While Russia’s use of hypersonic missiles in Ukraine is grabbing attention worldwide, US defense officials believe China is outpacing Russia in developing hypersonic weapons and may have already fielded a weapon that can strike US facilities in the Pacific.
On March 10, the Defense Intelligence Agency’s chief scientist for science and technology told US lawmakers that China and Russia had tested hypersonic weapons successfully and had probably deployed operational systems. However, China currently outpaces Russia regarding supporting infrastructure and system numbers.
Paul Freisthler, the chief scientist for DIA’s analysis division, told a House Armed Services subcommittee that China had made significant advancements in developing conventional and nuclear-armed hypersonic missile technology and capabilities through intense, concentrated investment, development, testing, and deployment.
In addition, China has been testing an intercontinental ballistic missile since 2014 that carries a hypersonic glide warhead. He added that the weapon demonstrated its ability to traverse the world in July 2021.
Freisthler mentioned that China’s Academy of Aerodynamics allegedly uses at least three hypersonic wind tunnels with operating speeds of Mach 8, 10, and 12.
Hypersonic missiles, capable of moving at speeds greater than five times the speed of sound, strike their targets in a blinding, destructive flash, leaving little time for a defense.
So far, no foolproof defenses have been developed. Being quick, efficient, precise, and unstoppable on the modern battlefield are rare but highly valued qualities.
According to data from the Congressional Research Service and the Defense Intelligence Agency, China reportedly runs two hypersonic weapon research facilities with at least 21 wind tunnels.
China’s Advancement In Hypersonic Weapons
In July 2021, China’s hypersonic weapon successfully circled the globe during a system test, leading a prominent US defense official to compare the event to the beginning of the initial space race in the 1950s.
The DF-17 is a medium-range ballistic missile important to China’s hypersonic arsenal. With a range of up to 2,500 kilometers, the missile can be fired from a mobile transport-erector launcher. The DF-17 can be launched as an HGV system from a standard rocket booster.
Moreover, China also possesses the DF-41 intercontinental ballistic missile, equipped with a hypersonic glide vehicle.
According to Chinese media, the DF-41 missile can carry around ten independently targetable nuclear warheads with an operational range of more than 14,000 kilometers, making it capable of striking any location on Earth.
Beijing also developed a hypersonic aircraft prototype called the Starry Sky-2 that may transport nuclear missiles at six times the speed of sound.
Meanwhile, on March 9, Russia launched a massive missile attack on Ukraine, using around six hypersonic Kinzhal missiles. The Kinzhal has a range of about 2,000 kilometers and can go up to Mach 10.
Moreover, Russia has the Avangard hypersonic glide vehicle, which it claims has a range of more than 6,000 kilometers and a top speed of Mach 20. In addition, there is the ship-launched Zircon hypersonic missile, which has a 1,000-kilometer range and a top speed of Mach 8.

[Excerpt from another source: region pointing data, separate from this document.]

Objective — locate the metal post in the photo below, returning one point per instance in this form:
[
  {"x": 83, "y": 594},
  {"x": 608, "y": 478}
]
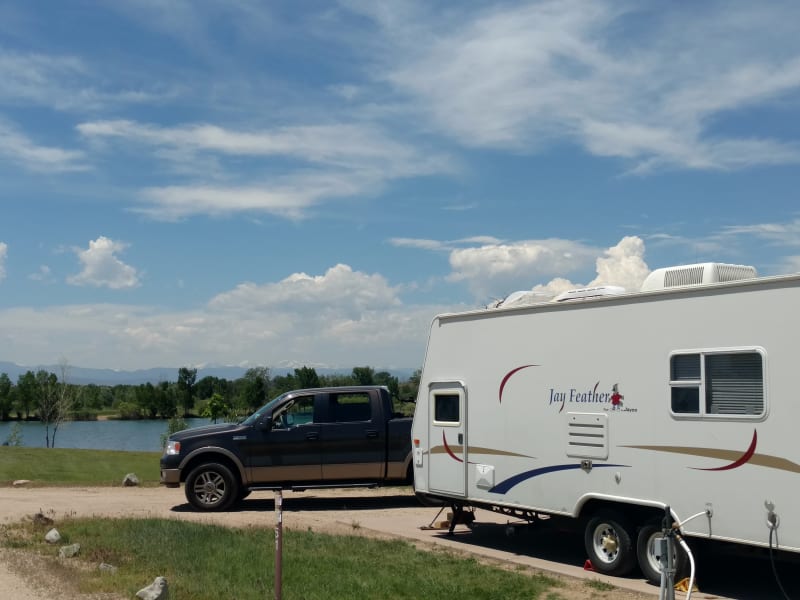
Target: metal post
[
  {"x": 666, "y": 549},
  {"x": 278, "y": 544}
]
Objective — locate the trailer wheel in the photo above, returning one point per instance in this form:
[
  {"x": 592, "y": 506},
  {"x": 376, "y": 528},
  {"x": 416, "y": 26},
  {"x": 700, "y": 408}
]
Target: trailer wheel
[
  {"x": 647, "y": 551},
  {"x": 609, "y": 543},
  {"x": 211, "y": 487}
]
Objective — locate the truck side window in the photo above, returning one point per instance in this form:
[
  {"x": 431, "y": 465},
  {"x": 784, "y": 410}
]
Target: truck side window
[
  {"x": 717, "y": 384},
  {"x": 347, "y": 408},
  {"x": 299, "y": 413}
]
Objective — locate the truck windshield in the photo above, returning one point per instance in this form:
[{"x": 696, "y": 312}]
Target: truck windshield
[{"x": 253, "y": 419}]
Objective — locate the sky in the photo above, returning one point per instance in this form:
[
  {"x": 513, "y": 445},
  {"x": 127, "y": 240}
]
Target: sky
[{"x": 238, "y": 182}]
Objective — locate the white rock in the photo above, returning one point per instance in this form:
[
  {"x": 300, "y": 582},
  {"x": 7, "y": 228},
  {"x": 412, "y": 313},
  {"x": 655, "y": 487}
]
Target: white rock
[
  {"x": 52, "y": 536},
  {"x": 155, "y": 591}
]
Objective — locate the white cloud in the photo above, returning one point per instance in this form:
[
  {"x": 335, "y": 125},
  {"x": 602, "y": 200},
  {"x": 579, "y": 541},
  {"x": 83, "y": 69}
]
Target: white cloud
[
  {"x": 494, "y": 269},
  {"x": 339, "y": 318},
  {"x": 621, "y": 265},
  {"x": 338, "y": 160},
  {"x": 17, "y": 148},
  {"x": 3, "y": 256},
  {"x": 102, "y": 268},
  {"x": 609, "y": 77}
]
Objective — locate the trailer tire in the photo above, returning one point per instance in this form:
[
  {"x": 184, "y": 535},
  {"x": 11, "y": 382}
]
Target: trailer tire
[
  {"x": 211, "y": 487},
  {"x": 647, "y": 554},
  {"x": 609, "y": 543}
]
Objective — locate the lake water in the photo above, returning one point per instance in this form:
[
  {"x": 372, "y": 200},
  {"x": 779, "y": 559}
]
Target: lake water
[{"x": 144, "y": 435}]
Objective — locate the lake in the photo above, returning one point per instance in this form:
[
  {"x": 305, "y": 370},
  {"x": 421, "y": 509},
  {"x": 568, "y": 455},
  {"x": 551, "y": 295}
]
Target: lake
[{"x": 144, "y": 435}]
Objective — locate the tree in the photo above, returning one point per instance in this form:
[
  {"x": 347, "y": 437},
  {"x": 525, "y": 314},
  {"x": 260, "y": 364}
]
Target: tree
[
  {"x": 216, "y": 407},
  {"x": 5, "y": 396},
  {"x": 364, "y": 375},
  {"x": 186, "y": 379},
  {"x": 27, "y": 391},
  {"x": 256, "y": 387},
  {"x": 55, "y": 399},
  {"x": 306, "y": 377}
]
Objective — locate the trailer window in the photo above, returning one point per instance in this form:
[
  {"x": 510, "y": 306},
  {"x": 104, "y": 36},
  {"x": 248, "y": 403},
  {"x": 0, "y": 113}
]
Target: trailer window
[
  {"x": 446, "y": 408},
  {"x": 717, "y": 384}
]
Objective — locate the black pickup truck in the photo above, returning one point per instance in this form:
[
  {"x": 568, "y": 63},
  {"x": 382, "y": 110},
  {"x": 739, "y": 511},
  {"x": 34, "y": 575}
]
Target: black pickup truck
[{"x": 312, "y": 438}]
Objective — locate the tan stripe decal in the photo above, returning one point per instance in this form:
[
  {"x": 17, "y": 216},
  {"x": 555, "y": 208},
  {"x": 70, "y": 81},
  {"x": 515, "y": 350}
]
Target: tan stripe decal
[
  {"x": 762, "y": 460},
  {"x": 478, "y": 450}
]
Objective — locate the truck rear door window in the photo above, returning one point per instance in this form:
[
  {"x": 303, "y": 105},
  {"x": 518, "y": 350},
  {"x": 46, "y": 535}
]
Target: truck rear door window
[{"x": 347, "y": 408}]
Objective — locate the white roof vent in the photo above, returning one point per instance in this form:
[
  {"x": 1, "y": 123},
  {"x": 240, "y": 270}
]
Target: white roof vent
[
  {"x": 698, "y": 274},
  {"x": 586, "y": 293}
]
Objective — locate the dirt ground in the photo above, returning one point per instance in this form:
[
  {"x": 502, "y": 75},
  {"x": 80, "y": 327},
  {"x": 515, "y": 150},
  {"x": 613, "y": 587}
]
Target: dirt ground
[{"x": 379, "y": 513}]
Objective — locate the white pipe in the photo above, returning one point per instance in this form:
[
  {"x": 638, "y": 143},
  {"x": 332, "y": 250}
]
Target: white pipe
[{"x": 685, "y": 547}]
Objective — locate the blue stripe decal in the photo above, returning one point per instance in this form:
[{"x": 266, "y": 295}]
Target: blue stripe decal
[{"x": 504, "y": 486}]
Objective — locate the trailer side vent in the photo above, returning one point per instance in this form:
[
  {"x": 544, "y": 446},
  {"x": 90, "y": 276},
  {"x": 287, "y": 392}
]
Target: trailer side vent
[
  {"x": 587, "y": 435},
  {"x": 698, "y": 274}
]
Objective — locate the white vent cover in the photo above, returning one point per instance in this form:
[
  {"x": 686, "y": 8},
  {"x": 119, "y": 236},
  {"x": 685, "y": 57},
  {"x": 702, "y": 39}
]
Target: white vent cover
[
  {"x": 698, "y": 274},
  {"x": 587, "y": 435}
]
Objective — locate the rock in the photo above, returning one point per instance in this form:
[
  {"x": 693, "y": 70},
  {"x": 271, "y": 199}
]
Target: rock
[
  {"x": 155, "y": 591},
  {"x": 52, "y": 536},
  {"x": 40, "y": 519},
  {"x": 69, "y": 551},
  {"x": 107, "y": 568}
]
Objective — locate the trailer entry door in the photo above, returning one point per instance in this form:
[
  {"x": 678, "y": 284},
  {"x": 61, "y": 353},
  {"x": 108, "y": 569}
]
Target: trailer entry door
[{"x": 447, "y": 467}]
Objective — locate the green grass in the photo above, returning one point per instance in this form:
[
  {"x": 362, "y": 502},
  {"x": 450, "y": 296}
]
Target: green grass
[
  {"x": 209, "y": 562},
  {"x": 63, "y": 466}
]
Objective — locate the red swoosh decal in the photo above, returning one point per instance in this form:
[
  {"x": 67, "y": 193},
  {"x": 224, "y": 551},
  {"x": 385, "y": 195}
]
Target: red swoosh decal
[
  {"x": 508, "y": 376},
  {"x": 447, "y": 449},
  {"x": 742, "y": 459}
]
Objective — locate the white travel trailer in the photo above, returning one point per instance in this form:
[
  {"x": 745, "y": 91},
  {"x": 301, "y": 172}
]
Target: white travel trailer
[{"x": 611, "y": 408}]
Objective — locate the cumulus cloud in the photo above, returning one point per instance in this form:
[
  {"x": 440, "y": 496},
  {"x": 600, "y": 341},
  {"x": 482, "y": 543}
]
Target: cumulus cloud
[
  {"x": 493, "y": 269},
  {"x": 608, "y": 77},
  {"x": 338, "y": 318},
  {"x": 3, "y": 255},
  {"x": 621, "y": 265},
  {"x": 102, "y": 267}
]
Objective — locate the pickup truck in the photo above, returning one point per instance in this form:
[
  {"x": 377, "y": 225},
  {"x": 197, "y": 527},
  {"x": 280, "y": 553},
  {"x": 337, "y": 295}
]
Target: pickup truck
[{"x": 311, "y": 438}]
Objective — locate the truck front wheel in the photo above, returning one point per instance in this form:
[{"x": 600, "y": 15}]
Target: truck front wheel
[
  {"x": 211, "y": 487},
  {"x": 609, "y": 543}
]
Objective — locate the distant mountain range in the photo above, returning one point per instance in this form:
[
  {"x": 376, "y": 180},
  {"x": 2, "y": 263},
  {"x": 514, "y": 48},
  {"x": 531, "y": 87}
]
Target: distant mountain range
[{"x": 84, "y": 376}]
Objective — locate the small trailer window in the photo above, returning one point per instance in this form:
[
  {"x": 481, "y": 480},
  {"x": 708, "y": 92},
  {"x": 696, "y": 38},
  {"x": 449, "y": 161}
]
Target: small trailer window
[
  {"x": 446, "y": 408},
  {"x": 717, "y": 384}
]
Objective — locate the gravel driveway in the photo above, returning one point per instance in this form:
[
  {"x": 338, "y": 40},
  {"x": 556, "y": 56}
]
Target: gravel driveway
[{"x": 386, "y": 512}]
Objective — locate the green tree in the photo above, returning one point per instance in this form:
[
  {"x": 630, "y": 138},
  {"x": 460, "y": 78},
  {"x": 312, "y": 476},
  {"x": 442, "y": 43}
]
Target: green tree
[
  {"x": 6, "y": 398},
  {"x": 306, "y": 377},
  {"x": 216, "y": 407},
  {"x": 186, "y": 381},
  {"x": 364, "y": 375},
  {"x": 255, "y": 389},
  {"x": 27, "y": 392}
]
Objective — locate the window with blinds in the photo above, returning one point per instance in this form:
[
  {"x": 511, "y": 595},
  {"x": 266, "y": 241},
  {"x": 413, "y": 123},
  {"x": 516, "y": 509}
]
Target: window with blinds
[{"x": 730, "y": 384}]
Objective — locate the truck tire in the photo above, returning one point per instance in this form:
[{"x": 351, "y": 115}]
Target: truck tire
[
  {"x": 609, "y": 543},
  {"x": 211, "y": 487},
  {"x": 647, "y": 551}
]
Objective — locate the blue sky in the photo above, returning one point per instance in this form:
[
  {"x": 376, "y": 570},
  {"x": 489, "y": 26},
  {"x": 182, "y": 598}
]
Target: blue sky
[{"x": 239, "y": 182}]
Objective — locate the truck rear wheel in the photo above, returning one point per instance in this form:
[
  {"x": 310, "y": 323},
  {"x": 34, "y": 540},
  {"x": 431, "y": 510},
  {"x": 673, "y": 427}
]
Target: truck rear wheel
[
  {"x": 647, "y": 551},
  {"x": 211, "y": 487},
  {"x": 609, "y": 543}
]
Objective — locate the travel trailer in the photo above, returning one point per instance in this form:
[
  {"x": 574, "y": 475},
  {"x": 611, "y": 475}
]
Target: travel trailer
[{"x": 614, "y": 407}]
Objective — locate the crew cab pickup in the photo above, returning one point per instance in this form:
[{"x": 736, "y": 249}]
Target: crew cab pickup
[{"x": 311, "y": 438}]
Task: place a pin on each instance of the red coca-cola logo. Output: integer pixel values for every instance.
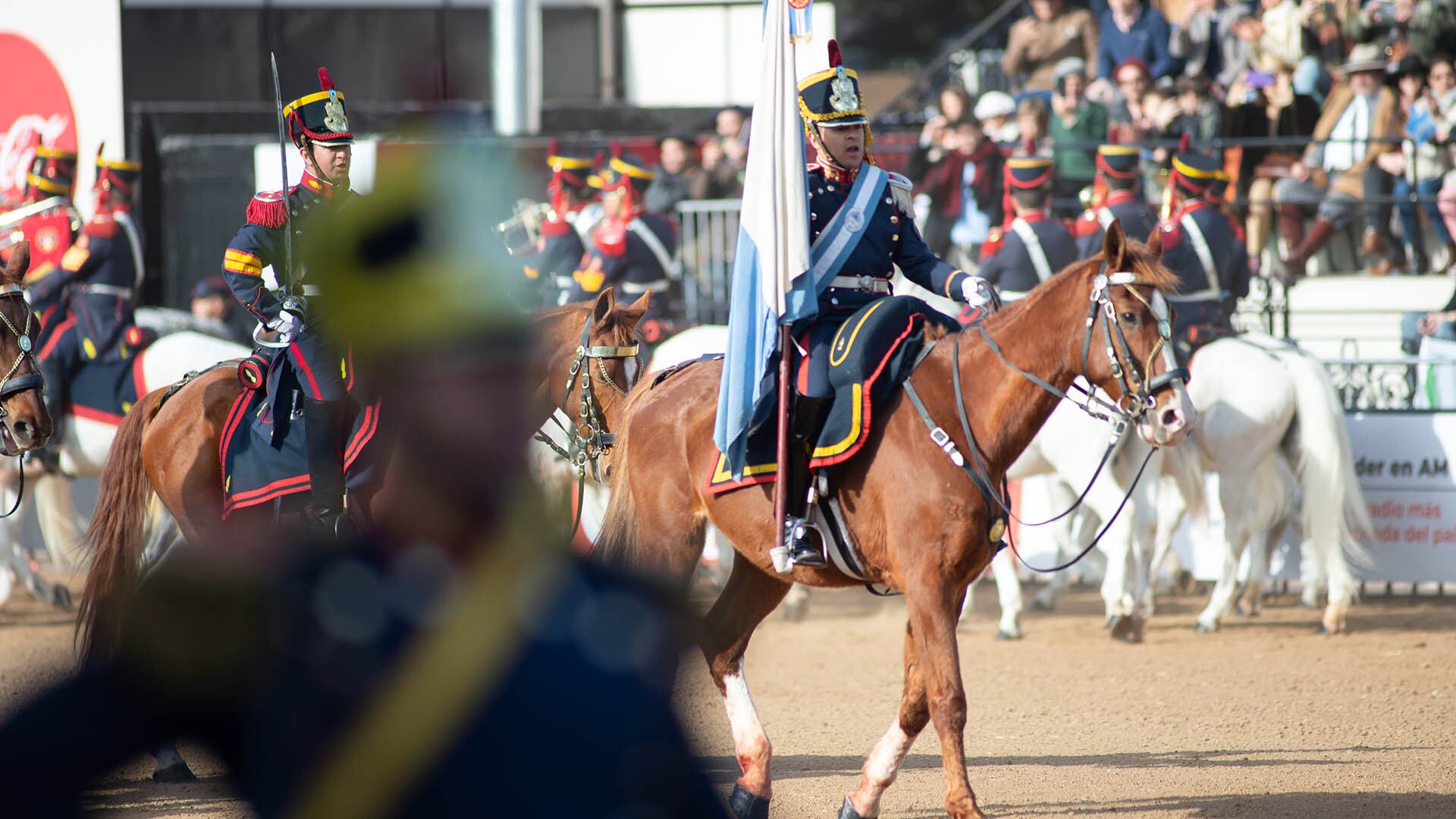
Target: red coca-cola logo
(36, 110)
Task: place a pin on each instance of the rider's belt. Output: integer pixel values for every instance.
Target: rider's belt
(107, 290)
(639, 287)
(862, 283)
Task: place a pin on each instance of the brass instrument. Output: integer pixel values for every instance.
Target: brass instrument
(11, 221)
(522, 231)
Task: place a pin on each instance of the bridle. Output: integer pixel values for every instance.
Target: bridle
(588, 439)
(1136, 400)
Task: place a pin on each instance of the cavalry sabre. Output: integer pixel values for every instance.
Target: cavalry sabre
(286, 280)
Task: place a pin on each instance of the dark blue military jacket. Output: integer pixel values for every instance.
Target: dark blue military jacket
(1139, 221)
(1009, 264)
(101, 273)
(623, 254)
(890, 241)
(261, 242)
(1201, 292)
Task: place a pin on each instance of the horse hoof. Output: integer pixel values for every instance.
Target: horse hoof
(746, 805)
(1128, 630)
(175, 773)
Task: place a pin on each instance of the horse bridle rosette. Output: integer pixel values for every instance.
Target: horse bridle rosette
(12, 384)
(590, 439)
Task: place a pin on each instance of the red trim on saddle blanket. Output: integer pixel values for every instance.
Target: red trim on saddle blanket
(297, 483)
(819, 463)
(867, 416)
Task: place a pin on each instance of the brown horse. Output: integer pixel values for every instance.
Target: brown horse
(27, 423)
(919, 522)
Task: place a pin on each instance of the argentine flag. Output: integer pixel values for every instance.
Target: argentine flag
(769, 278)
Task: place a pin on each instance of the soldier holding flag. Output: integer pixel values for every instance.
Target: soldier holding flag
(859, 229)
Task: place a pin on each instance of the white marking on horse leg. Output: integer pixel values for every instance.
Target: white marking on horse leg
(750, 744)
(1008, 588)
(880, 770)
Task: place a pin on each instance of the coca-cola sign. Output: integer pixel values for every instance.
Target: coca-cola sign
(36, 110)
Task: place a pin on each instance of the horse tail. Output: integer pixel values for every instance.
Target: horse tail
(115, 534)
(1334, 510)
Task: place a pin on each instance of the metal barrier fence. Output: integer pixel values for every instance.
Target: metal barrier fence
(1365, 385)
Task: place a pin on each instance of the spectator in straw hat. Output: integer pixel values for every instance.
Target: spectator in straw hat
(1329, 177)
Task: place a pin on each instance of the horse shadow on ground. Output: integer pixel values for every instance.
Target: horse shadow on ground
(145, 799)
(1327, 805)
(807, 765)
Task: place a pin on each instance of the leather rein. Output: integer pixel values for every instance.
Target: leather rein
(12, 384)
(588, 439)
(1138, 395)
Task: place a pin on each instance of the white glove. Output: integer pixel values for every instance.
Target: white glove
(977, 292)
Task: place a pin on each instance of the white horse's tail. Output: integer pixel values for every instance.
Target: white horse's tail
(1334, 510)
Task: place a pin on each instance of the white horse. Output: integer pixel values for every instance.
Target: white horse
(1273, 430)
(1272, 433)
(83, 447)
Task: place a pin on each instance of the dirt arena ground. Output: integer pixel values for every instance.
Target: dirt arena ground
(1263, 719)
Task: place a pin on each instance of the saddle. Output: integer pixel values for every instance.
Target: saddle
(873, 354)
(264, 444)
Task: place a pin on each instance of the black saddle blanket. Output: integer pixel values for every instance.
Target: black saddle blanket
(873, 354)
(264, 445)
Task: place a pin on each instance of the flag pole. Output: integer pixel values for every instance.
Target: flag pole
(781, 487)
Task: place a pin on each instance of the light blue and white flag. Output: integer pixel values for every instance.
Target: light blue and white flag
(769, 284)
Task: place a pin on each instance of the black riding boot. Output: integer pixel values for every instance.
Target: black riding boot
(804, 539)
(322, 422)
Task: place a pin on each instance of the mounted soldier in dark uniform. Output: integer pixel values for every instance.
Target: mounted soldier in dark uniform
(631, 249)
(50, 187)
(563, 241)
(1033, 245)
(1117, 174)
(868, 210)
(319, 127)
(1203, 246)
(99, 276)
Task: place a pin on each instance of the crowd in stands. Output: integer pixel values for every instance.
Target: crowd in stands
(1326, 114)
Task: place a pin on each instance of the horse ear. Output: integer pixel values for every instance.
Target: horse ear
(1114, 246)
(19, 262)
(606, 300)
(1155, 242)
(637, 309)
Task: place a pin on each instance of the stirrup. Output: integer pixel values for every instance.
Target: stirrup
(805, 542)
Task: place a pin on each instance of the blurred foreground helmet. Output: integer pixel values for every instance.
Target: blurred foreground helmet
(413, 264)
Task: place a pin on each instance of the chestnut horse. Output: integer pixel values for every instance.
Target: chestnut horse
(919, 522)
(25, 423)
(169, 445)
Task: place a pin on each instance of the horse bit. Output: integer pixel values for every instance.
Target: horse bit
(12, 384)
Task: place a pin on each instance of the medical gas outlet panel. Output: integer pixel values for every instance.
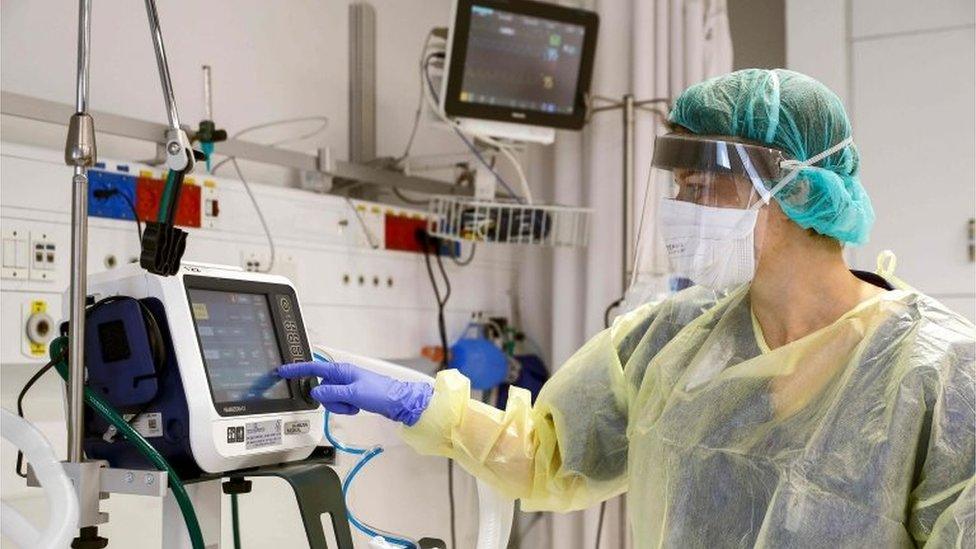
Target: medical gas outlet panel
(344, 253)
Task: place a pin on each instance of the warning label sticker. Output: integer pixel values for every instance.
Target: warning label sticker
(148, 425)
(299, 427)
(259, 434)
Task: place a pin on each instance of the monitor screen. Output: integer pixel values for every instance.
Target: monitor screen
(240, 348)
(521, 61)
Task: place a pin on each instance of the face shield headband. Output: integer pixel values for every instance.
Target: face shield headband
(722, 156)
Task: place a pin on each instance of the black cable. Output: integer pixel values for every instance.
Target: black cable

According to Freisthler, Moscow has also revealed plans to mount a hypersonic glide vehicle on its Sarmat intercontinental ballistic missile and is currently working on an air-launched hypersonic missile (the Kh-95).
The US military has been working on various hypersonic weapons, all still in the testing or development stages.
In contrast to China and Russia, officials have stated that the United States has no intentions to equip any of its hypersonic weapons with nuclear warheads.
American officials are concerned that the Chinese could use hypersonic weapons to attack American warplanes and other assets at bases in Japan or Guam.
The weapons may even unexpectedly penetrate the decks of one of America’s 11 multibillion-dollar aircraft carriers, ending aviation operations instantly in the area of operation.
Defense analysts pointed out this vulnerability might someday make the floating behemoths outdated.
In the coming decades, these new weapons could carry out a task that nuclear weapons have long been envisioned to do: launch a first strike against the government or arsenals of another country, disrupt key communication channels, and weaken some of its retaliatory forces.
All of this could be accomplished without the radioactive fallout and specific condemnation that could result from the explosion of nuclear warheads.